Brazil continues aggressive policies to curb rising prices, which are slowing, although inflation remains high. The central bank hiked interest rates by half a percentage point to 13.75% this Wednesday. It is the twelfth consecutive hike approved following the coronavirus pandemic in what is already the world’s toughest monetary policy cycle against inflation, which is eating away at the spending power of the legions of poor people in particular. The price increase in the first Latin American economy reaches 11.89%, an unprecedented level in two decades.
The Central Bank of Brazil has said in a statement that the rise, bringing interest rates to 2017 levels, is due to “the external environment remaining unfavorable and volatile” and “consumer inflation remaining high”. This rate hike cycle started in late 2020 when rates were at 2%, an all-time low.
The central bank’s monetary policy committee adds that “at its next meeting it will consider the need for a smaller residual adjustment”. That means he’s weighing a fresh 0.25% gain in the Sept. 21 session just ahead of the first round of general elections.
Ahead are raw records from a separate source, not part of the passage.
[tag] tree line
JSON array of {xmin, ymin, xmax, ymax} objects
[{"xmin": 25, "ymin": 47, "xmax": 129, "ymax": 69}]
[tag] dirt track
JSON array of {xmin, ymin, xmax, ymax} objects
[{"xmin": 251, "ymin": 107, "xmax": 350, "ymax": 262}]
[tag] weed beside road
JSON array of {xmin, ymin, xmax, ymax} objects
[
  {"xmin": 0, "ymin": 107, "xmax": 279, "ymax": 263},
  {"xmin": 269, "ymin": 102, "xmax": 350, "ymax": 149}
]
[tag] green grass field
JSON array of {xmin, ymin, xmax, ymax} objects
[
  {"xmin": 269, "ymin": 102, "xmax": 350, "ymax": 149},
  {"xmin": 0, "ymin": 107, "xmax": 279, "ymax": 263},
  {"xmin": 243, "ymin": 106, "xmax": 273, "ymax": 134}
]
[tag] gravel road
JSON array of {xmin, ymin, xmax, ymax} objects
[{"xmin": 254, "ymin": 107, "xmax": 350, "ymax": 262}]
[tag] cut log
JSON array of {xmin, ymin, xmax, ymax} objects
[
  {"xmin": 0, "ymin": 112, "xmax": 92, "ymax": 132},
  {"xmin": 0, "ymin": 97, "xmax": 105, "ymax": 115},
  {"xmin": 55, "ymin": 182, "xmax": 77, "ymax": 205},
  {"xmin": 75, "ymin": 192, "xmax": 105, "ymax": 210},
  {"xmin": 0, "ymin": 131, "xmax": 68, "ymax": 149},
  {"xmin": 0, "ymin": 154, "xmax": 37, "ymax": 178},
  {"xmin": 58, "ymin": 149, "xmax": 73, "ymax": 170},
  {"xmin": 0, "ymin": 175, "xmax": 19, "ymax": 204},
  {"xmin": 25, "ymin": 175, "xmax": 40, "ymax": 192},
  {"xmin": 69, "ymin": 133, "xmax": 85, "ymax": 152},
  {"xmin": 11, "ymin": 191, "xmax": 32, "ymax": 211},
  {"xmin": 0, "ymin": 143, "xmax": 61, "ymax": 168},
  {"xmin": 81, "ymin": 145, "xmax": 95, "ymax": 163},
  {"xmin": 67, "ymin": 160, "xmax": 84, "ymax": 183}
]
The economy is the main concern of Brazilians, who will elect a president in October alongside the two chambers of Congress, the chambers of state and the governors. Close elections are expected in a polarized and tense environment. President Jair Bolsonaro is up for re-election against his predecessor Luiz Inácio Lula da Silva, who is leading the polls by a comfortable margin that is shrinking. The far-right is managing to close the gap thanks to the mega-package of $7.5 billion in welfare the president pushed through Congress.
Inflation and the economic crisis that have fueled hunger and poverty are Bolsonaro’s brunt in the campaign, although his mismanagement of the pandemic and attacks on other institutions also deepen the lack of support reflected in the polls. Unemployment, which is 9.3%, has steadily decreased over the last year, in which it has fallen by five percentage points, but at the same time the number of informal jobs is very high, it accounts for 40%, that is, there are almost 40 million Brazilians. It is estimated that 33 million people are starving.
Analysts and the market were already betting the rise would be half a point. Brazil’s monetary authorities have spent months using ample artillery to curb inflation. Brazil, which buried hyperinflation in the 1990s, is returning to the nightmare of seeing prices soar in the blink of an eye, although it is by no means matching the pace of those years.
The biggest increases are in fuel and food. Supermarkets have reduced their range of products in order to focus on the customers with the highest turnover. And commenting on how much this or that product has increased has become one of the topics of everyday conversation.
The inflation target set by the central bank for this year 2022 was 3.50% with a range of one and a half points above or below. But like the rest of the world, the combination of the impact of the pandemic, the war in Ukraine, the slowdown in China’s economy and the recession in the United States have shattered any forecast. Now analysts estimate it will be around 8.5% by the end of the year, down from the 10.06% recorded in 2021 but well above the last few years.
Fears that Brazil’s president will not accept a narrow defeat at the hands of the Labor Party leader are also a nightmare scenario for investors, one of them, Verde Asset’s Luis Stuhlberger, told a business meeting this morning. reports Folha de S. Paulo. According to Stuhlberger, a 51% win for Lula with 49% for Bolsonaro is currently the biggest risk for the Brazilian market. The current president has been raising the specter of possible fraud for months, while at the same time criticizing the electoral system, although no irregularity has been found.
Election polls show that a large proportion of voters blame Bolsonaro for the poor economic situation. For this reason, the leftist Lula spent the entire pre-campaign remembering the bonanza that marked his mandates thanks to Chinese demand, which allowed him an ambitious distribution of wealth. The PT candidate now prefers to focus on the memory of those golden years of prosperity, ignoring the economic crisis and the mistakes of Dilma Rousseff that plunged Brazil into recession.
Lula has announced that if he wins, he will appoint an economy minister who is a tech-savvy politician, not a technocrat. Lula wants someone who can negotiate with Congress to have more room for manoeuvre.
Rising rates and inflation are weighing on the growth of Brazil’s economy, whose GDP grew 4.6% late last year, offsetting a disastrous first year of the pandemic. For this year 2002, the increase is expected to be much smaller, between 1.2% and 1.5%.